I got Kathy some raspberries, but I’m not sure when I can see her. Maybe Monday? I need to get a locksmith and take Mocha to the vet — I think his ears are infected again.

And I need a handyman. I just need light bulbs for him to install and smoke detectors, and then I can hire someone. I miss Roger.

I wonder what all I will have to do this house in order to move out of it. I can’t imagine how I will be able to sell it to make enough money to buy another house, but I don’t want to rent for the next 20 years.

Now what?

Act I: Growing up, college, marriage, children.

Act II: 30 years of copy editing at the Detroit Free Press while children grew up, went off to college, got married and so forth.
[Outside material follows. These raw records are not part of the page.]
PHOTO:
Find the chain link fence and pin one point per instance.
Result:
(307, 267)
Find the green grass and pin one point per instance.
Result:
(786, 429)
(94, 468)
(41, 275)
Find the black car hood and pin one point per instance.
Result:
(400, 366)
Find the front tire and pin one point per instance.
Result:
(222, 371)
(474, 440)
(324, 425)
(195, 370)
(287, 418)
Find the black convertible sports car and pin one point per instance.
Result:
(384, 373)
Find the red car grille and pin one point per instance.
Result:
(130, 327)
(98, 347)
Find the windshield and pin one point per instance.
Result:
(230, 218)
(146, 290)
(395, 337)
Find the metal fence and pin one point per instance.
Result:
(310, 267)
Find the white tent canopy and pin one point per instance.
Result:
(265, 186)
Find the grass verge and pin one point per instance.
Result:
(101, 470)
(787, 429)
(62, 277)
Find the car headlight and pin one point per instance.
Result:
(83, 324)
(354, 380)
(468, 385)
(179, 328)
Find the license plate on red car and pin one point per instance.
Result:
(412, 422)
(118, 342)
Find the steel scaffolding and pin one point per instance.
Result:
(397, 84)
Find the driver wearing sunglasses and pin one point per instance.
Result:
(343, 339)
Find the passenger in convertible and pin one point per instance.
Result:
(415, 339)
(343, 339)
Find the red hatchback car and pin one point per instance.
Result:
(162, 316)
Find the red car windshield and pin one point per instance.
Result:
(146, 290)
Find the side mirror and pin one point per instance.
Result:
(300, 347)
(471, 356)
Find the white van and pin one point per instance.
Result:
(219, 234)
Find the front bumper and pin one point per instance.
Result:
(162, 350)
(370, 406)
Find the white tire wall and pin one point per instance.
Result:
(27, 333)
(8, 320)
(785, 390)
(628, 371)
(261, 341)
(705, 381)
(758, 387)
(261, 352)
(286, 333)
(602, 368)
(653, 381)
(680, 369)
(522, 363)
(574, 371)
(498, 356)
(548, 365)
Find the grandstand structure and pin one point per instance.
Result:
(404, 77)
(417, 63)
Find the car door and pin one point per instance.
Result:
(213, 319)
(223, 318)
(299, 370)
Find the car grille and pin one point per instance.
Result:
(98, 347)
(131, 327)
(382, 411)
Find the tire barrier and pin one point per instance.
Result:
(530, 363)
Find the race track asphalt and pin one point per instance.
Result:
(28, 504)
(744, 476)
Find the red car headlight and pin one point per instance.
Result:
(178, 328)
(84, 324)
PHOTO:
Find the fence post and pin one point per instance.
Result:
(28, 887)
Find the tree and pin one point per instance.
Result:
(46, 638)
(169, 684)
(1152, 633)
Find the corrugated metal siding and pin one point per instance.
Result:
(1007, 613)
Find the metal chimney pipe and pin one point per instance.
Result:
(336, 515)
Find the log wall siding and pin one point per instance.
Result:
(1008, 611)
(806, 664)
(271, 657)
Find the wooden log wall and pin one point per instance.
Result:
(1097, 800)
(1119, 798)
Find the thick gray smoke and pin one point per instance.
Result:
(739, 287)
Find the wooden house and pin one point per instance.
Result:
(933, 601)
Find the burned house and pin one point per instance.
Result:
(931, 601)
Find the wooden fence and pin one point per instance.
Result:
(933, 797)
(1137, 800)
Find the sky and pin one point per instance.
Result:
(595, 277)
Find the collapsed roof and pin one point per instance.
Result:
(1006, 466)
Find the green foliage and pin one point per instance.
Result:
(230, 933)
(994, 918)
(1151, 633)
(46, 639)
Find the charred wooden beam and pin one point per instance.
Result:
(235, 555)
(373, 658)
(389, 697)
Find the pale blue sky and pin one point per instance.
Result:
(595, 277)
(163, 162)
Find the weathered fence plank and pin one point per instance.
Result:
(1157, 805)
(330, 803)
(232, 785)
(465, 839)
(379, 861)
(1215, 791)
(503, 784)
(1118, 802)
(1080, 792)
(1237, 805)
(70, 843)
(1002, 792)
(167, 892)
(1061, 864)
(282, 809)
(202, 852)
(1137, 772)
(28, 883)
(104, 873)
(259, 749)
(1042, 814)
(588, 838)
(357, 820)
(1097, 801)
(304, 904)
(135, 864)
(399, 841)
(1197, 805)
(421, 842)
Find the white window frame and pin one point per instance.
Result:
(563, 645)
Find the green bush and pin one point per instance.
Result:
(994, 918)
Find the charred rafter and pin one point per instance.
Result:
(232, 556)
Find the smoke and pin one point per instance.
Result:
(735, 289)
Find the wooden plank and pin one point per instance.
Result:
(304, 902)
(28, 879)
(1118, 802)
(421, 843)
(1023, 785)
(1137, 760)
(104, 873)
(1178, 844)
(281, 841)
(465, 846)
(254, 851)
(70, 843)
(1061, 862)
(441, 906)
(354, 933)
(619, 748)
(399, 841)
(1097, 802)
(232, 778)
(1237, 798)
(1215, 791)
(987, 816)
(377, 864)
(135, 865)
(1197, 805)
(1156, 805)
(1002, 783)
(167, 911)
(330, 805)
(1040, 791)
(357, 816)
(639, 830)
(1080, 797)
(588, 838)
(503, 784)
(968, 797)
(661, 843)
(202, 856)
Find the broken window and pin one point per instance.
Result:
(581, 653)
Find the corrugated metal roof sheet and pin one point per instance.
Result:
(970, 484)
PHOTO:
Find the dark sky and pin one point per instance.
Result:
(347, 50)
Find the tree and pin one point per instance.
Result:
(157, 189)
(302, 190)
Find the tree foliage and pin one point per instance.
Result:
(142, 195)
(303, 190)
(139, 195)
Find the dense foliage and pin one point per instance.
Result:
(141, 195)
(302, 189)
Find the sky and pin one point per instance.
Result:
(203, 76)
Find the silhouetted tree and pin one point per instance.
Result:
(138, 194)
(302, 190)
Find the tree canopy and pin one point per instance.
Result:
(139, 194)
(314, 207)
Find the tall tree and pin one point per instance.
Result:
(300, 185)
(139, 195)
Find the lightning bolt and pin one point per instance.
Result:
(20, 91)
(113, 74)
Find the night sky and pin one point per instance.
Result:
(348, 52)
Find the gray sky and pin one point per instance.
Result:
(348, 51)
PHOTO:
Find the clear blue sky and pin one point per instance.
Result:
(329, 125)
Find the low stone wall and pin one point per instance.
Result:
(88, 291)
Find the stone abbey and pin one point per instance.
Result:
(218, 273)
I have twins who, between the two of them, have supplied me with two sons-in-law and two grandchildren.

Act III: Now that I’ve left the Free Press, I sort of have to figure out what to do with myself. I would like to work in a nice office in my office clothes and always have nights, weekends and holidays off. This is my quantifiable goal.

But it isn’t what I really want. I want to be a published writer.

Over the past two years, I’ve written a short story, a children’s story, a picture book, a memoir, a novella and a bad novel. None of them has ever been rejected… because none of them has ever made it past a critique group. My comrades praise my work, I make the tweaks they suggest (though there’s no tweaking that novel), and then I leave hard copies, flash drives and computer files lying around everywhere, waiting for the submissions fairy to come.

I want to be like Liane Moriarty and Emma Donoghue. I want to have written “The War That Saved My Life” and “The War I Finally Won.” When I wish on a star, which is the principal reason I walk out with my dog at night, I say, “I wish I could write something really good that makes a lot of money, but is really good.” Kirkus and cash and the NY Times.

I wish I could. Meanwhile, I can’t think of one word. Not one.